I have three neural networks, model1
, model2
and model3
. I feed an input to model1
and output of this network is fed to model2
and further, the output of the model2
is fed to model3
. I have two loss functions. One for model2
alone and one a global loss function which optimizes model1
and model3
weights only. model2
is optimized only for a few epochs, after which it is run in forward prop only.
I have defined the optimizers like below:
global_opt = optim.Adam(list(model1.params())+list(model3.params()))

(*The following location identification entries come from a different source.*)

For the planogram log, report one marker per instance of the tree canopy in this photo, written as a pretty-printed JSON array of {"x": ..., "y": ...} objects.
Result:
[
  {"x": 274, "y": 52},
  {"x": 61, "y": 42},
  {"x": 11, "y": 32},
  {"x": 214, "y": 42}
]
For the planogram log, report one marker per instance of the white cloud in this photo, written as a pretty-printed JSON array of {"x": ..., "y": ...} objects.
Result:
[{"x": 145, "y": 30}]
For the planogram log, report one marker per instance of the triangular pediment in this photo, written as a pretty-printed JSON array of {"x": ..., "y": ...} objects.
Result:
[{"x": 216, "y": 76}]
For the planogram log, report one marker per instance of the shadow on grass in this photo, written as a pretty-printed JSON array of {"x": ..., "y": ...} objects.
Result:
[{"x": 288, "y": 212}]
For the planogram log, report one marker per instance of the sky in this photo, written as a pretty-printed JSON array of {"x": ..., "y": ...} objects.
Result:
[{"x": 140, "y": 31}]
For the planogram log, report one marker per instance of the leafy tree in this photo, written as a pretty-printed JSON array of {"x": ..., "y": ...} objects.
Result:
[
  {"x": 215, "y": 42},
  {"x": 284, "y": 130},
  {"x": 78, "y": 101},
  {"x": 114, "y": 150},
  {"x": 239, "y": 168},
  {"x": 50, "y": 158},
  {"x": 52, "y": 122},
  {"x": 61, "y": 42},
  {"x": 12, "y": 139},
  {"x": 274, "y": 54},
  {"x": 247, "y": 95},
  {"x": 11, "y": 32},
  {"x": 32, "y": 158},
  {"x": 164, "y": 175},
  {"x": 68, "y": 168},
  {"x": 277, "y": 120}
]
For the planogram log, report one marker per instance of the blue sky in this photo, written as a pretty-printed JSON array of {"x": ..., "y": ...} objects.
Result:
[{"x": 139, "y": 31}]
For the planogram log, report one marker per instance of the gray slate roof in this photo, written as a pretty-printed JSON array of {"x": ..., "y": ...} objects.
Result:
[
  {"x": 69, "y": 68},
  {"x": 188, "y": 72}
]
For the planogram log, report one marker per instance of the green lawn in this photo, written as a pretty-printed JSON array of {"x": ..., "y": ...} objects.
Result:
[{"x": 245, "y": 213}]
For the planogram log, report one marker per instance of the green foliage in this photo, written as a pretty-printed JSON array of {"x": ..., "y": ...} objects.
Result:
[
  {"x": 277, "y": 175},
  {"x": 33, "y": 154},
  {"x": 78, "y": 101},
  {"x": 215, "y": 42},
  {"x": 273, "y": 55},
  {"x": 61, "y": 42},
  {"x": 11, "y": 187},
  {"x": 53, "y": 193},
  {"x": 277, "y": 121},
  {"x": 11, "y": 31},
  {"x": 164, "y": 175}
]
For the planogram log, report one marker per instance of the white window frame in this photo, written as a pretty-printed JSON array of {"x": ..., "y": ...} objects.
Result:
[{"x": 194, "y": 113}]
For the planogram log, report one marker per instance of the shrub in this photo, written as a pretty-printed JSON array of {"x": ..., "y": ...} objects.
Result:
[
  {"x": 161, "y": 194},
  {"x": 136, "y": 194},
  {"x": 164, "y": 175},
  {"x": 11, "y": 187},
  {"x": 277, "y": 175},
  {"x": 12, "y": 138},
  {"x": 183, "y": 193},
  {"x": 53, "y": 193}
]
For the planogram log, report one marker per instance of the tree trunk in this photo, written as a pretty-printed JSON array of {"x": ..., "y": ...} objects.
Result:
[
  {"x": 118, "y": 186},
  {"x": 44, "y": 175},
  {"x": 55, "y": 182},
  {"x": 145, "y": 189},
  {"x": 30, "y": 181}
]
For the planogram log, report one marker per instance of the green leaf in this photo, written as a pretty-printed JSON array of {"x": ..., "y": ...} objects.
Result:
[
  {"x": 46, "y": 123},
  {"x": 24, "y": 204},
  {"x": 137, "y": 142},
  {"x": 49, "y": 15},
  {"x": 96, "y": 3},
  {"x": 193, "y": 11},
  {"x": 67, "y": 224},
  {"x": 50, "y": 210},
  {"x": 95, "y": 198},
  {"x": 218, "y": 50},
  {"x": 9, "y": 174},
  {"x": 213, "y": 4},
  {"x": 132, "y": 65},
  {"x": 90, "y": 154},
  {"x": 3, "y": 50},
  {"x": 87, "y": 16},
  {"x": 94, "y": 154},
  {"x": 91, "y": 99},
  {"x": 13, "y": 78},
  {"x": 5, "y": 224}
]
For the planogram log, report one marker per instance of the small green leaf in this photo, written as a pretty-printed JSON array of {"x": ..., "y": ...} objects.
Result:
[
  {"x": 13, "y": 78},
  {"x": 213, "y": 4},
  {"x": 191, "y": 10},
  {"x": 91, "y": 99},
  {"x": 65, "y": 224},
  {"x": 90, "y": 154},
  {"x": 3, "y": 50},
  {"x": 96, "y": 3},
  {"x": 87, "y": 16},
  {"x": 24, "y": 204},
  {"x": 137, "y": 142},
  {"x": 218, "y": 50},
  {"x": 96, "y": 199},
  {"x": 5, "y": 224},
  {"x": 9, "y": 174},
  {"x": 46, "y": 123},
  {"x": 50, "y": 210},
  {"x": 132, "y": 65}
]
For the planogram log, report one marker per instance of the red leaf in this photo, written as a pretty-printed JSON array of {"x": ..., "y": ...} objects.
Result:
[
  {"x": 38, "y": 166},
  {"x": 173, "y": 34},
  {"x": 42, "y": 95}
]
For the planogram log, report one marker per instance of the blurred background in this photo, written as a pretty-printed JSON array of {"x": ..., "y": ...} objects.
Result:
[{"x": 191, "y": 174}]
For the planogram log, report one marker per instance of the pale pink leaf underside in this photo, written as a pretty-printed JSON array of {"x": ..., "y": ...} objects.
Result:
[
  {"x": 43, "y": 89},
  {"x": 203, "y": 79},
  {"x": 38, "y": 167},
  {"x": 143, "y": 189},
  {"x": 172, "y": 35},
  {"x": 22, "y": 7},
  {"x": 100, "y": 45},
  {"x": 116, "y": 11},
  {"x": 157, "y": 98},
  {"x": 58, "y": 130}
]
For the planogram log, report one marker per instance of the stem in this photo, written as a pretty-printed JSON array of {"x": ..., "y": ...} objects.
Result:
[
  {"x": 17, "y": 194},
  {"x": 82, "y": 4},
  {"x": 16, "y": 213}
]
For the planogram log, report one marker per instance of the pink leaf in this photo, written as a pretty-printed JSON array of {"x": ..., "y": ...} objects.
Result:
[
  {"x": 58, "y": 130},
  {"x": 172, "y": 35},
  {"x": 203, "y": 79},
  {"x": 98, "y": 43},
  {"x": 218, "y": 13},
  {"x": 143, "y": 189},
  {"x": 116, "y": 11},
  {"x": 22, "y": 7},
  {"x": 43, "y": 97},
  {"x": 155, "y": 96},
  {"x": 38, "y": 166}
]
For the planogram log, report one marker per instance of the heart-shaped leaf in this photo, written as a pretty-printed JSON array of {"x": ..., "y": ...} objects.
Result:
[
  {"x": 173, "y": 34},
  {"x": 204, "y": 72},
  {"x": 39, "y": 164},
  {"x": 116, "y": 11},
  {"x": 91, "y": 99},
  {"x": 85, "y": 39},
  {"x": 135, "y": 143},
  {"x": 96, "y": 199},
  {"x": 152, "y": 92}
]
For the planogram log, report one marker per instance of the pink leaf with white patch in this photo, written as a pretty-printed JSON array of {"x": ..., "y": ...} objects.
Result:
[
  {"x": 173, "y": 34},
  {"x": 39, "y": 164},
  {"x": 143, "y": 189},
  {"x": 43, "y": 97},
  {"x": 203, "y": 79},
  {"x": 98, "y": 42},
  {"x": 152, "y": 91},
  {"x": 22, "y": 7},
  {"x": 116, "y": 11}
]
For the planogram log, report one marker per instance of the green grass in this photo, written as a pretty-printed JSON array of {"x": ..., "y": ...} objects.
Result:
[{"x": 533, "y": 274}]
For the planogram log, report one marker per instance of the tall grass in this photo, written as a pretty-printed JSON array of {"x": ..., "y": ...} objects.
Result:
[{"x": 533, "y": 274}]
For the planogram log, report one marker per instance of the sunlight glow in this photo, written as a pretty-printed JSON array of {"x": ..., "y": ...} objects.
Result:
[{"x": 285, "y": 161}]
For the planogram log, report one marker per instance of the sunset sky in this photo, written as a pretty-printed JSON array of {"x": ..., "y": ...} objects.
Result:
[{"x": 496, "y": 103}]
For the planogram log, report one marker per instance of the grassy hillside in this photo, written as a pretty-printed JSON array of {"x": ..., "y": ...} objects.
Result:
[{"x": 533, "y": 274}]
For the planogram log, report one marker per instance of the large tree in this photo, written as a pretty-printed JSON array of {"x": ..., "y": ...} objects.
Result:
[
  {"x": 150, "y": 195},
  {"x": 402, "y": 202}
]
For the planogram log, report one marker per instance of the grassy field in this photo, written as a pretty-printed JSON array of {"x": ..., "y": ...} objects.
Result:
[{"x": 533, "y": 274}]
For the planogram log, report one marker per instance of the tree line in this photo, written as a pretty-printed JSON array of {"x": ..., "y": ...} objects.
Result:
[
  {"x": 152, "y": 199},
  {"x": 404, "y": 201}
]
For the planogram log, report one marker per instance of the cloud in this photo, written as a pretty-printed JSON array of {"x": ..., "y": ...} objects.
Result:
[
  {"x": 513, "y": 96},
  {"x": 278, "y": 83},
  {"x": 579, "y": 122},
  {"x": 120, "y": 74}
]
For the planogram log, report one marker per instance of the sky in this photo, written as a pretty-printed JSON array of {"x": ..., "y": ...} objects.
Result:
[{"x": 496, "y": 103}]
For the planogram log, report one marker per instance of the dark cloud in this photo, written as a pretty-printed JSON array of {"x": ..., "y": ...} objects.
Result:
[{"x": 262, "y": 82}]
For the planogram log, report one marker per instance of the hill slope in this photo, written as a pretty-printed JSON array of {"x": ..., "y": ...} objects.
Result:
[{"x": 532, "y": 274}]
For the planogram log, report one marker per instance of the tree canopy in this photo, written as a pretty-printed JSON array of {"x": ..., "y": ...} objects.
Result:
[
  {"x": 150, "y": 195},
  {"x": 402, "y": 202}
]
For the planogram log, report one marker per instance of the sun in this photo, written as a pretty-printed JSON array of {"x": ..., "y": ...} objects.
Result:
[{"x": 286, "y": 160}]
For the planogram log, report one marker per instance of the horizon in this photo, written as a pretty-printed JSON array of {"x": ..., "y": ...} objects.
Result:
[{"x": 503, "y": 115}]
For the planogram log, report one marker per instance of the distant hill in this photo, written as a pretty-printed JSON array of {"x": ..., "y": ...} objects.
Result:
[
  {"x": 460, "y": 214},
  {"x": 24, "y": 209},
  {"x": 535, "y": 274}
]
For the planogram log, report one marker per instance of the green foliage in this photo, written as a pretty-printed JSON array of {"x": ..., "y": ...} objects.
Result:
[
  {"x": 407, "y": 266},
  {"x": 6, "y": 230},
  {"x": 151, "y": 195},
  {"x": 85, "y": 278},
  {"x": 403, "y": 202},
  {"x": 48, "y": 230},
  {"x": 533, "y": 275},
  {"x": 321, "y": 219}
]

model2_opt = optim.Adam(model2.params())
For the first few epochs I compute the following:
criterion = nn.MSE()
global_loss = criterion(obtained, expected)
global_loss.backward()
global_opt.step()
model2_crit = nn.BCE()
model2_loss = model2_crit(a, b)
model2_loss.backward()
model2_opt.step()
While executing these, all networks are set to train using model1.train()
, model2.train()
and model3.train()
.
After the first few epochs, I want to stop training model2
. I can’t set model2.eval()
because my model2
contains RNNs and the gradients have to flow through model2
to model1
.
So in the training loop I only have:
criterion = nn.MSE()
global_loss = criterion(obtained, expected)
global_loss.backward()
global_opt.step()
My question is (it might be silly), does model2
still update its weights after the training has subsided (when the last piece of code is the only running code in the training loop)? Thank you for reading this question.